Franck Delorieux

Jacqueline Salmon, évidemment

in: Les lettres françaises, 3 juillet 2010

Jacqueline Salmon excelle aussi bien dans la photographie en noir et blanc qu’en couleur, dans le portrait que dans le paysage, la représentation de faits de société ou d’architectures. Une série de photographies du camp de Sangatte montre violemment, sans jouer de pathos ni d’effets de manche engagés, l’inhumanité du sort réservé aux sans-papiers. Cette déshumanisation se montrera également dans une série de vues de chambres pour clochards SDF installées dans des hôpitaux ou des casernes désaffectées. L’art de Jacqueline Salmon est humaniste au sens de la Renaissance : même si les hommes ne sont pas représentés, l’homme est placé au centre de son travail. L’architecture ne se résume pas à un ensemble de lignes, de courbes, d’angles et de volumes. Elle dit quelque chose de la nature humaine, de sa condition, comme on le voit dans la magnifique série consacrée à l’abbaye-prison de Clairvaux alors en voie d’être restaurée – série qui a fait l’objet d’un livre, avec des textes de Charles Juliet et Thierry Dumanoir, édité en 1995 aux éditions Marval. Quant au paysage, il a fait l’objet d’un autre ouvrage consacré au jardin de Méréville dessiné par Hubert Robert, préfacé par Monique Mosser (éditions de L’Yeuse, 2004). Jacqueline Salmon travailla également à une série de portraits des artistes, créateurs ou penseurs majeurs de ces dernières décennies. Les portraits de Derrida (un des plus beaux), Louise Bourgeois, Xenakis, Duras, Mafouz, Tarkovski… se virent confrontés à des images d’architecture, de paysage qui représentaient, symbolisaient l’œuvre de chacun. Ainsi, la photographie ne se contente plus de représenter mais donne à penser. Comme le dessin selon Léonard de Vinci, elle devient une cosa mentale.

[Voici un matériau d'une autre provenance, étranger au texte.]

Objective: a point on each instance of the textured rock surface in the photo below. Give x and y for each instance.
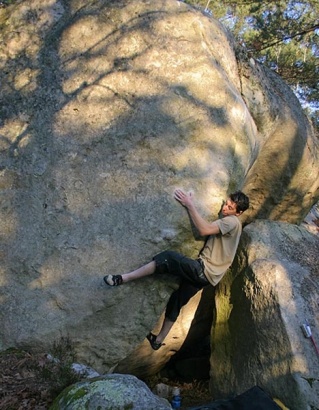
(257, 338)
(106, 107)
(110, 392)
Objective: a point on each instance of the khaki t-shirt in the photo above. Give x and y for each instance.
(219, 250)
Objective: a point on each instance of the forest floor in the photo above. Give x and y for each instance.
(31, 382)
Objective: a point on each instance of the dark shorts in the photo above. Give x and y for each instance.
(191, 273)
(190, 270)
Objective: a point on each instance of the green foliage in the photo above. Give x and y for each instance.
(282, 34)
(58, 371)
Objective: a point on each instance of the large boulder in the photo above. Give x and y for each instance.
(110, 392)
(106, 107)
(257, 338)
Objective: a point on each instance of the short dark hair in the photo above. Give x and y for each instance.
(241, 200)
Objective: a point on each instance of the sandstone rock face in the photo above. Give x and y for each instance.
(110, 392)
(258, 338)
(106, 108)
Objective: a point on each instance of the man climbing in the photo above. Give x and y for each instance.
(214, 259)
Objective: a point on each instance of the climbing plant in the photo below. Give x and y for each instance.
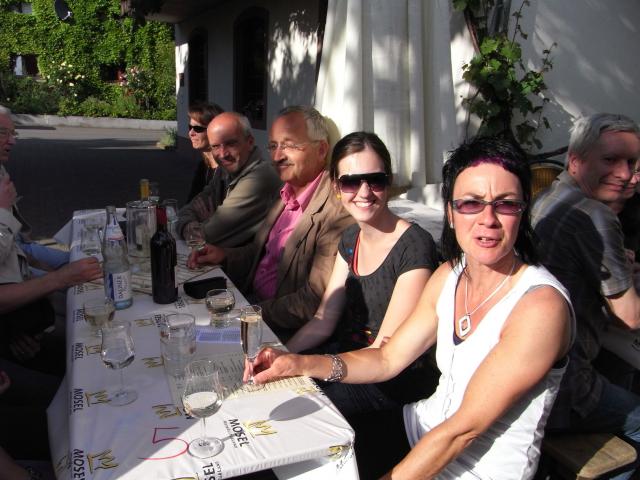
(81, 60)
(508, 97)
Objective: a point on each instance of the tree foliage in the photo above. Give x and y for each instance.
(508, 97)
(76, 56)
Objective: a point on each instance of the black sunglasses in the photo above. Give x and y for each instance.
(377, 182)
(503, 207)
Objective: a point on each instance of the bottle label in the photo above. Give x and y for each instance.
(119, 287)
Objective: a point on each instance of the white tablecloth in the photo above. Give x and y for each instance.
(148, 438)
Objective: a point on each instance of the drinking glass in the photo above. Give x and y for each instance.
(171, 206)
(117, 352)
(90, 239)
(177, 342)
(251, 338)
(98, 313)
(194, 236)
(202, 397)
(220, 301)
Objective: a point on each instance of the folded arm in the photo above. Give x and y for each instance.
(536, 335)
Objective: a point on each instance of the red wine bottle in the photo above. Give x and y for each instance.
(164, 286)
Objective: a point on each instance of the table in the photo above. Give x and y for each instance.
(293, 427)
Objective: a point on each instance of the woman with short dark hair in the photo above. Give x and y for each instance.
(503, 328)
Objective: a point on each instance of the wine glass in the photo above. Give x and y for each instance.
(117, 352)
(202, 397)
(98, 312)
(194, 236)
(220, 301)
(251, 338)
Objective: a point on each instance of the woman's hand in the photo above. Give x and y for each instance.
(271, 364)
(207, 255)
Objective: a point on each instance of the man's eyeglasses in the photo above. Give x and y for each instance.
(377, 182)
(5, 132)
(503, 207)
(231, 144)
(290, 146)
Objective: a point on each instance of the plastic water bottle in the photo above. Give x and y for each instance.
(117, 272)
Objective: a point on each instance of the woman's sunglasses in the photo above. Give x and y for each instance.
(503, 207)
(377, 182)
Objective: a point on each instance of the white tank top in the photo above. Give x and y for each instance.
(510, 448)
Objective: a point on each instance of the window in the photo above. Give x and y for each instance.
(24, 65)
(250, 65)
(22, 7)
(111, 73)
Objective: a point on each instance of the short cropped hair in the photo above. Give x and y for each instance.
(357, 142)
(316, 124)
(586, 131)
(204, 112)
(510, 157)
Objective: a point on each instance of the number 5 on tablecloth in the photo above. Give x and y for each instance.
(156, 440)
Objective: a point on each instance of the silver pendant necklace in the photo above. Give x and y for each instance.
(464, 322)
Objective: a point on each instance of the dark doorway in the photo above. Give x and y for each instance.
(198, 66)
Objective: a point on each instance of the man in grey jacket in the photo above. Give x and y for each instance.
(235, 202)
(288, 264)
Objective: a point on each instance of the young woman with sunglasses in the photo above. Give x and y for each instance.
(503, 327)
(382, 266)
(200, 114)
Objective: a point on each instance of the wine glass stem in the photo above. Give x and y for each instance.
(250, 380)
(203, 438)
(121, 380)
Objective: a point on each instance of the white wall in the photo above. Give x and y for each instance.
(595, 63)
(292, 55)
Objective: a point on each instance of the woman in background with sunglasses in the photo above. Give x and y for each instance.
(382, 266)
(503, 328)
(200, 114)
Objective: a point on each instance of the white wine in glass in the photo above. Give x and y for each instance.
(98, 313)
(251, 338)
(220, 301)
(116, 353)
(202, 397)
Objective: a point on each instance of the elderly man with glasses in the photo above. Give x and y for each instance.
(248, 186)
(583, 246)
(287, 266)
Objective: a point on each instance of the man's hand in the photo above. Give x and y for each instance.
(208, 255)
(5, 382)
(80, 271)
(203, 208)
(7, 192)
(24, 347)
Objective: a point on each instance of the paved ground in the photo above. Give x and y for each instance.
(57, 170)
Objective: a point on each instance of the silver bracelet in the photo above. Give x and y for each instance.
(338, 369)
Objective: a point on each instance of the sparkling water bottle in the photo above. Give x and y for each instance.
(117, 272)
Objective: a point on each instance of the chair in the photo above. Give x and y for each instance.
(585, 456)
(543, 173)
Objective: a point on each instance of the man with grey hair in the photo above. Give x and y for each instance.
(249, 182)
(582, 245)
(287, 266)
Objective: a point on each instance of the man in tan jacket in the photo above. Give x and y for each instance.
(287, 266)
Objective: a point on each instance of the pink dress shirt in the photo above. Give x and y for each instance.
(265, 279)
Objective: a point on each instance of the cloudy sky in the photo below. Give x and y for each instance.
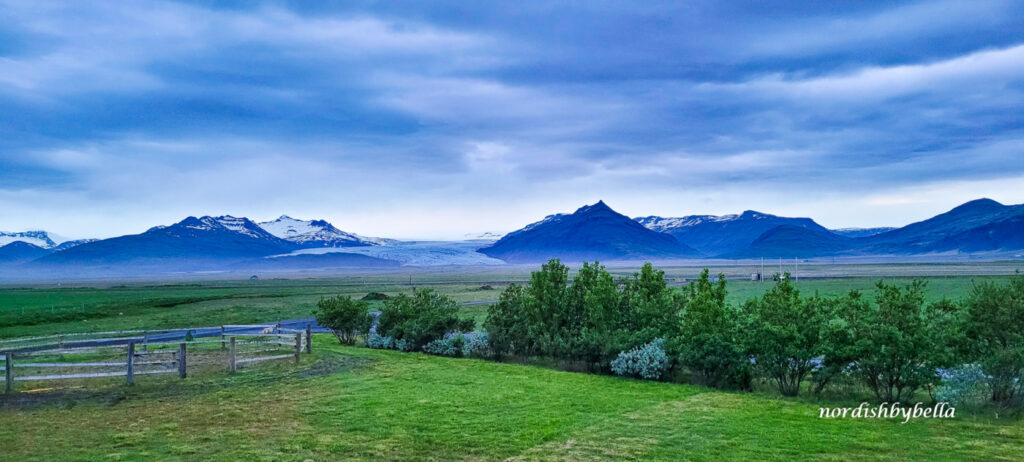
(415, 119)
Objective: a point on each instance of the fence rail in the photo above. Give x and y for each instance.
(269, 338)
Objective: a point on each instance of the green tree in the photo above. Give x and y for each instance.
(507, 324)
(993, 329)
(551, 319)
(420, 319)
(344, 317)
(649, 305)
(783, 334)
(892, 344)
(708, 340)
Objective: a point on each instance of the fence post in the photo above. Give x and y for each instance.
(131, 364)
(230, 357)
(181, 360)
(8, 373)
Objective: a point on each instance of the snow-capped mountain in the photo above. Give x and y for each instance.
(41, 239)
(190, 243)
(36, 238)
(592, 233)
(486, 236)
(723, 235)
(861, 232)
(311, 234)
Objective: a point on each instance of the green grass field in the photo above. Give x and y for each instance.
(349, 403)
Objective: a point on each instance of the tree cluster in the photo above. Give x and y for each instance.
(895, 345)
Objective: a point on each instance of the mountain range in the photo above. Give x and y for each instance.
(982, 227)
(592, 233)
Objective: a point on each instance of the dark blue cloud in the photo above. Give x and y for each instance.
(107, 107)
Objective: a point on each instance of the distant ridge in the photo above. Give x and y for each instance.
(726, 235)
(592, 233)
(978, 225)
(314, 234)
(19, 251)
(983, 227)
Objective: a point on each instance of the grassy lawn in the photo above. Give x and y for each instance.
(346, 403)
(43, 310)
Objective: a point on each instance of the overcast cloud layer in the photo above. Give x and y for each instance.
(437, 119)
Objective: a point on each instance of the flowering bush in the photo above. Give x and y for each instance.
(965, 385)
(443, 347)
(476, 345)
(379, 342)
(647, 361)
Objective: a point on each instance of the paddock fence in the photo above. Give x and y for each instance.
(131, 353)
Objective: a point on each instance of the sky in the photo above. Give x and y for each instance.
(441, 119)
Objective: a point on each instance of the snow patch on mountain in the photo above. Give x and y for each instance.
(317, 234)
(418, 253)
(40, 238)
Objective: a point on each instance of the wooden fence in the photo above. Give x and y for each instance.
(167, 355)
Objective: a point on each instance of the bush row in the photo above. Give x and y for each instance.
(895, 345)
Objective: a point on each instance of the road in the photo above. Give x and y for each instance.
(299, 325)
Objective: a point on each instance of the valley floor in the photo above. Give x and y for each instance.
(357, 404)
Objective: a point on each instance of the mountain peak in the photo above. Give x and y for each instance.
(979, 205)
(316, 233)
(599, 206)
(593, 233)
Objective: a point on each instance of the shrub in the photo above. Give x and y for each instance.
(451, 346)
(420, 319)
(897, 346)
(964, 386)
(477, 344)
(783, 334)
(708, 340)
(375, 296)
(994, 323)
(344, 317)
(646, 362)
(380, 342)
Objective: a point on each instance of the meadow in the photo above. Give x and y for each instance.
(357, 404)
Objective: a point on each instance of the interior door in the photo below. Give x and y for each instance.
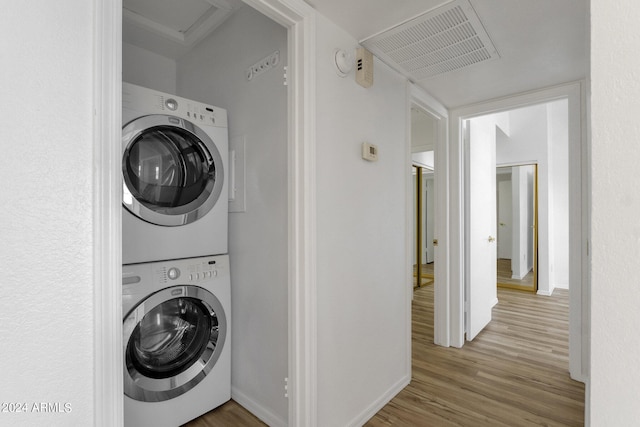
(480, 232)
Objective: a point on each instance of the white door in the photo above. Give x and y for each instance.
(481, 269)
(505, 214)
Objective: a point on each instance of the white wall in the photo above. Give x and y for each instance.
(558, 137)
(505, 215)
(46, 220)
(522, 216)
(257, 111)
(615, 202)
(362, 269)
(430, 220)
(148, 69)
(538, 134)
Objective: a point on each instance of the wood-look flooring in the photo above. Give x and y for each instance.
(505, 278)
(515, 373)
(230, 414)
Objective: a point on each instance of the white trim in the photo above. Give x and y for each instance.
(380, 403)
(107, 236)
(441, 321)
(256, 409)
(300, 20)
(578, 210)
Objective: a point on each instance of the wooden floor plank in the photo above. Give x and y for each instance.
(515, 373)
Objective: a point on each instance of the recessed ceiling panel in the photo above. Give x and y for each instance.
(445, 39)
(178, 16)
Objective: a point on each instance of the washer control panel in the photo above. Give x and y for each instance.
(190, 271)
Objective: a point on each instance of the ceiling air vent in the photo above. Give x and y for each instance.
(442, 40)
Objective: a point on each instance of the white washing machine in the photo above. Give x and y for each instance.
(174, 168)
(176, 340)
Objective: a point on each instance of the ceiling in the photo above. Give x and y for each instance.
(539, 43)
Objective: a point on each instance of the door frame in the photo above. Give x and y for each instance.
(300, 20)
(535, 227)
(441, 323)
(579, 285)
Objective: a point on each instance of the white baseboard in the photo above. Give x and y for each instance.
(373, 409)
(256, 409)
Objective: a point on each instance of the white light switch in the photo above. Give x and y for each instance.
(369, 152)
(236, 174)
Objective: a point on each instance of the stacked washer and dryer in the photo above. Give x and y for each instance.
(176, 283)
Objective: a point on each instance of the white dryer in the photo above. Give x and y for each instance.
(174, 166)
(176, 331)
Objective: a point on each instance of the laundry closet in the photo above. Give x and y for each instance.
(217, 70)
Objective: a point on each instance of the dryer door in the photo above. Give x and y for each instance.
(172, 170)
(172, 340)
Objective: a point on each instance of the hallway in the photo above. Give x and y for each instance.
(515, 373)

Aujourd’hui, à la galerie Michèle Chomette, Jacqueline Salmon présente une série de photographies de légumes réalisées avec le concours de Robert Hammerstiel. Le mot « légume », nous apprend Émile Littré, vient du latin legere qui signifie « cueillir » et « lire ». Que pouvons-nous lire dans les légumes de Salmon ? Déjà une histoire de l’art, de l’art botanique. Ces œuvres évoquent d’emblée les planches botaniques du XVII° ou du XVIII° siècle. Elles jouent avec elles comme en un jeu de miroir où l’appareil photographique répond à l’encre et aux rehauts de couleurs. Elles en ont la limpide simplicité, la grâce légère. Les photographies ont le même aspect net, définitif, donnant une image parfaite de l’objet. L’objet ? Coco rose, navet rave, poivron rouge, persil, chou-fleur, poireau, bette, haricot grimpant, navet de Chine, tomate grappes, carotte… Prenons, par exemple, le navet de Chine. Il a été méticuleusement sorti de terre, lavé, nettoyé de toute trace d’insecte, soigneusement posé sur un fond neutre, ocre, mais pas totalement uni, évoquant l’enduit lisse d’un sol et qui donne à l’image un délicieux velouté (n’oublions pas que le velouté est aussi une soupe…). La photographie fut prise en plongée, frontalement, avec une lumière douce et nette. Le tirage montre le navet, mais aussi tous les autres légumes, à leur taille réelle. Ainsi, la photographie du haricot grimpant, comme une guirlande lâchée ou une colonne de végétale, composée de deux images, mesure-t-elle 240 cm de haut. Nous avons donc, sous nos yeux, le légume tel que nous ne le voyons jamais, ni dans un jardin, ni sur les étals des marchés.

On connaît la célèbre phrase de Sartre, « l’existence précède l’essence ». Ici, l’existence du légume est bien réelle mais c’est son essence qui a été captée. Dans le texte de présentation de l’exposition, Jean-Christophe Bailly montre que ces œuvres n’appartiennent pas au genre de la nature morte mais plutôt du portrait ou du nu : « Le nu, parce que soustraits à l’habituel habillage jardinier, marchand ou culinaire, ces légumes sont pour ainsi dire autorisés à se montrer sans nul appareil. Et du portrait parce qu’il ne s’agit à chaque fois que d’un individu singulier – tel cardon ou tel chou incarnant certes son espèce, mais sans qu’aucune portée générique ou emblématique ne soit accordée à sa forme comme un privilège. » Le légume n’est tous les légumes qui portent le même nom que d’être unique. Il est tous les légumes comme chaque homme est, en lui-même, tous les hommes. Le singulier est de mise ici. Jacqueline Salmon a photographié des évidences de légume.